Question

Find the smallest number which leaves remainders 8 & 12 when divided by 28 & 32 respectively.

Answer 1

Hint: In this question use the Euclid's division lemma which is written as Dividend = divisor multiplied by quotient + remainder.

Complete step-by-step answer:

Firstly we will calculate the smallest number which when divided by 28 and 32 gives remainder 0.
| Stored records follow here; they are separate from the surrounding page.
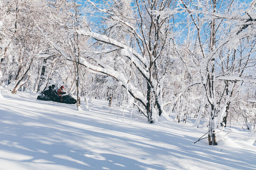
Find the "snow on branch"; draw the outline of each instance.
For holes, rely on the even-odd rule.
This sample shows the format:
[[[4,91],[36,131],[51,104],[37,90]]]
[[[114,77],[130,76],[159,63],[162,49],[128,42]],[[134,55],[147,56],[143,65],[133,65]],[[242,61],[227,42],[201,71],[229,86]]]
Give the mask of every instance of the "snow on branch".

For this we need to find the LCM of 28 and 32 first:
\[28 = {2^2} \times 7\]
$32 = {2^5}$
So, LCM ${2^5} \times 7 = 224$

Now by Euclid's division lemma:
Dividend = divisor multiplied by quotient + remainder
$
  224 = 28 \times 8 + 0 \\
   \Rightarrow 224 = 224 + 0 \\
$
Because we want remainder as 8 therefore we can write above result as:
$ \Rightarrow 224 = 216 + 8$
$
   \Rightarrow 224 = \left( {28 \times 8 + 20} \right) + 8 \\
   \Rightarrow 224 - 20 = 28 \times 7 + 8 \\
$

Consider above equation as first equation
Similarly,
$224 = 32 \times 7 + 0$
$ \Rightarrow 224 = 224 + 0$
Because we want a remainder as 12 therefore we can write above result as:
$ \Rightarrow 224 = 212 + 12$
$
   \Rightarrow 224 = \left( {32 \times 6 + 20} \right) + 12 \\
   \Rightarrow 224 - 20 = 32 \times 6 + 12 \\
$
Consider above equation as second equation
Next step is, now observe both the equation first and second and we conclude that:
LHS of both the equations are equal.
Divisors are 28 & 32, as required.
Remainder are also the required number 8 & 12.
So the smallest dividend $224 - 20 = 204$
Hence 204 is the required answer.

Note: Whenever such a type of question comes try to find the common factors of given numbers for this we need to calculate the LCM after that we will apply the Euclid's division lemma so that we can get the smallest number which when divided by 28 & 32 leaves the remainder 8 & 12.